The outward part of Christianity was forced upon me as soon as I began to understand the human language. But, the most harmful part of it all was the doctrines we were led to believe. We were taught that God is love, but He will not hesitate to send you to hell if you say a cuss word. Any sin, no matter how small it may be, is enough to have you cast into the pits of hell for eternity. Week after week, this doctrine was forced into my head and heart. God is someone that must be feared. And even though he loves everyone, if you mess up just once and don't ask for forgiveness, He will not hesitate to send you to hell forever.
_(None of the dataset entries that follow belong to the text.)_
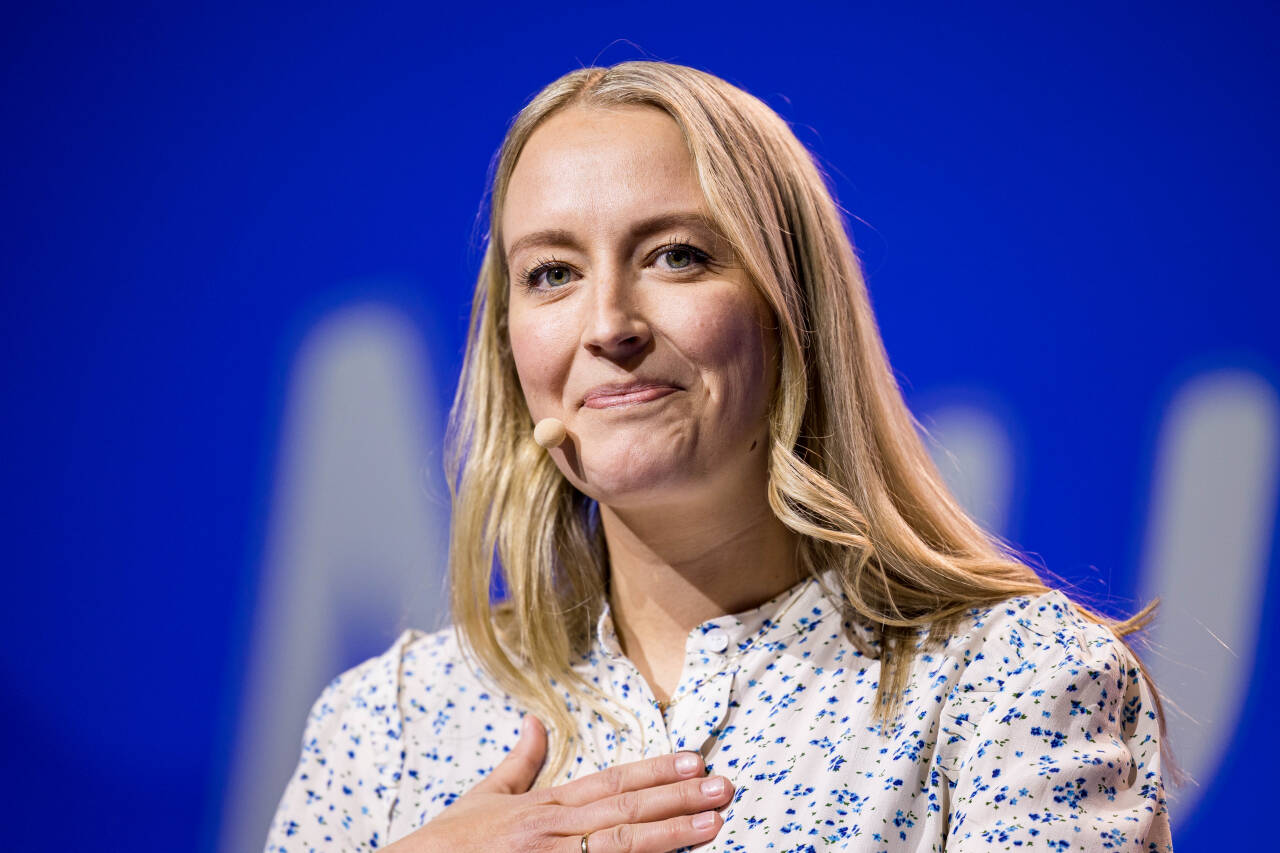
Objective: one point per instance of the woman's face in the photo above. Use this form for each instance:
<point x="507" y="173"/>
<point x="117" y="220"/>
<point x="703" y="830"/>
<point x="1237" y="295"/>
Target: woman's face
<point x="630" y="320"/>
The Pastor of the church would stand at the pulpit for hours and talk about God being just and righteous. He would talk about Jesus dying and being raised for us. But he would also talk about hell. I felt more fear being preached from that pulpit than love. And that stuck with me for all my years.
I was in constant guilt when I was young. Even though I "accepted Christ into my heart", I struggled with "sin". It became an obsession for me and I battled it in the forms of OCD, depression, self-harm, and anxiety. I felt that I could not live the perfect life that God required of me, and I was in constant fear of hell.
As I became an adult, I tried to flee that life and live more for myself. Still, that fear haunted me. It would be a back and forth struggle of feeling guilty, repenting, trying to live for God, but then slipping back into my "sinful" ways. This battle has raged in me for my whole life. No matter what I did, I could not live the life that the Bible says I must live.
Finally, after 24 years, I gave up. I gave up religion and completely ignored it. I didn't go to church, I didn't read the Bible, and I lived in "sin" and tried to enjoy who I was. I loved, gave without asking in return, and I did my best to not be a horrible person.
Instead of religion, I stepped into spirituality. I wanted to see if there was something else than what I was brainwashed into believing my whole life. I had to know if there were other things out there. I'd heard and read so many stories of people experiencing otherworldly creatures and the such, and I had a desperate need in me to experience those things for myself. This is a journey I am still on.
But the thing that messes with my head and heart the most is that I am still affected by the teachings of when I was young. That church and its teachings have wormed their way into my head and I can't seem to shake it. I try to run from it by filling my days with endless YouTube videos, Facebook, and the like. Whenever I go traveling, the weight of those teachings lifts off my shoulders until I am back at home. It makes me want to run forever because I don't know how to face the reality of it. And my reality of it is not necessarily that it's true, but that I don't know what the truth is. I don't know what is real, and I think that is what scares me. I hate the religion that I was taught and I do not want to believe in it. But what terrifies me the most? I am scared that it may be the truth and I won't know until it's too late.
I'm not scared of death. I'm scared of what I was taught comes after death. And it haunts me almost every day.